[rabbitmq-discuss] hanging on message sending with py-amqplib

Fri Oct 1 18:56:27 BST 2010

> Ok, so you should be seeing a fair amount of disk activity.

Sort of; the disks on the affected machines seem to resist activity
(i.e. they're crap).  I think I am maxing them out though, which I
guess is the problem here.

> Are the consumers part of the same clients that are doing the sending or
> are they different clients?

The consumers also do sending on their own.  It turns out that it's a
single consumer that is the source of the problem.  That consumer gets
messages via a subscription, does some pretty IO heavy work
(parsing/indexing file data), and then publishes new messages and acks
the ones it was working on.  All the queue work is done
transactionally, so the acks and the publishes happen at once.  All my
consumers are also producers, but none of them smash the disk as badly
as that one, which is probably why the problem goes away when I shut
off that consumer.

> At what rate are the consumers consuming messages? Rabbit is optimised
> to get rid of messages quickly, thus if a queue is quite long, it can
> drive consumers as fast as possible, but will ignore publishes until the
> queue has become empty... however, that should really only express
> itself internally within Rabbit - the client shouldn't actually see any
> impact on publishing, unless it was also doing something synchronous
> from time to time like tx.commit. Are you finding it blocks when it hits
> tx.commit?

Yeah, every tx.commit is blocking when that one consumer is running.
Can the priority of publishes/commits be elevated when in a
transaction?  It sounds like starvation is really likely for
transaction producer/consumer processes, if I understand what you said
correctly.  Would setting a really low prefetch for this consumer
cause rabbit to send fewer messages to that consumer without
acknowledgement, and thus maybe provide some degree of throttling?  I
don't think I'm setting the prefetch limit on that channel at all
right now, which would maybe explain why it can keep working even when
rabbit is unable to handle any tx_commits or publishes.

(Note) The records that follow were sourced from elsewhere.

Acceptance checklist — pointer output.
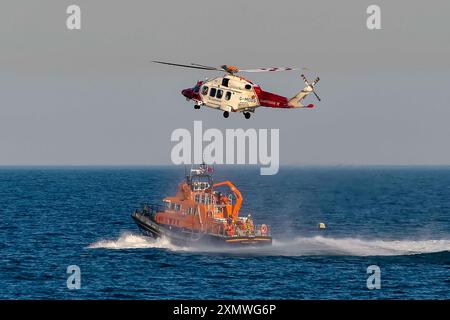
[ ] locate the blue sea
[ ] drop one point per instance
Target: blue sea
(397, 218)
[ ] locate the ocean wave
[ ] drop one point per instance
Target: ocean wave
(128, 240)
(298, 246)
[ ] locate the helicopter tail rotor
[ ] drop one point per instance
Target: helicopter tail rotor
(295, 102)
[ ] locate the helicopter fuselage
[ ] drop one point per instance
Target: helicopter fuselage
(232, 93)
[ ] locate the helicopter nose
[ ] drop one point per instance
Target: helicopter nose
(187, 93)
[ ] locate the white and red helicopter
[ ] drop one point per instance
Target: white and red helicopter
(232, 93)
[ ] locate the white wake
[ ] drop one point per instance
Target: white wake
(128, 240)
(298, 246)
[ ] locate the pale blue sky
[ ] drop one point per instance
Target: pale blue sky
(93, 97)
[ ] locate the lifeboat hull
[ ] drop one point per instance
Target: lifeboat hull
(185, 237)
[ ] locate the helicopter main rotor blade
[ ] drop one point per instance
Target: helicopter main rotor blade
(186, 65)
(272, 69)
(202, 65)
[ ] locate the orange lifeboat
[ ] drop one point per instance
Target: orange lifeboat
(202, 213)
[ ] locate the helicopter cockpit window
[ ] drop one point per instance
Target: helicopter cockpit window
(225, 82)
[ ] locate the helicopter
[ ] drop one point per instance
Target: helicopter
(234, 93)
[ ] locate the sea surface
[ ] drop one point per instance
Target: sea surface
(397, 218)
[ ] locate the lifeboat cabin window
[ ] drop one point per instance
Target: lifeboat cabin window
(225, 82)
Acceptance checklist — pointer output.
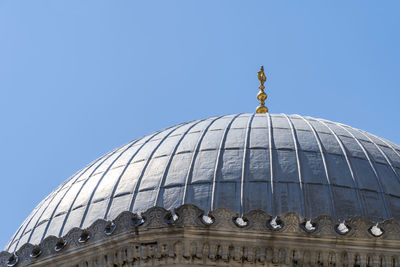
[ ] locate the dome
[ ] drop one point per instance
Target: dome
(272, 162)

> Seeing as you're using a client to shovel messages from one broker to
> another, I would suggest experimenting with using the shovel - I'd
> configure it in the new broker (where it's easiest to install) and just
> have it drag all messages over from the old broker. If that works, then
> it does point to something going wrong in the python client library.

To get two broker's running, I'd need to use different names for both,
and configure the old one to use a non-standard port, right?  Is there
anything else I'd need to do to get two rabbits running on the same
machine?  Also, does shovel run in transactional mode to guarantee
that no messages are lost?

> Socket flushing will block if the broker has hit its high memory
> watermarks. This is because we now use TCP backpressure to block any
> clients which are sending us messages. If you have the sender and the
> consumer on the same connection, this will certainly affect you, and it
> is possible that memory use will be worse (more fragmented) if you have
> a consumer and publisher at the same time rather than just a publisher,
> so you might just be hitting the limits more often. It could be that the
> socket flush doesn't correctly return even when the socket becomes
> unblocked.

I'm guessing that maybe it wasn't an eternal block, it was just due to
how unhappy the machines disks are with running rabbit and my indexing
at the same time.  I never saw this under bug21673 (last checkout in
April, though); did the publishes being starved by sends change since
then?

> Brilliant timing ;) Hmm, check disk access on the broker - if
> transactions are occurring then there should be a fair amount of disk
> activity. Probably a dumb question, but you have done a tx.select on the
> publishing channel first?

Yeah, tx.select is the first thing I do on all my channels.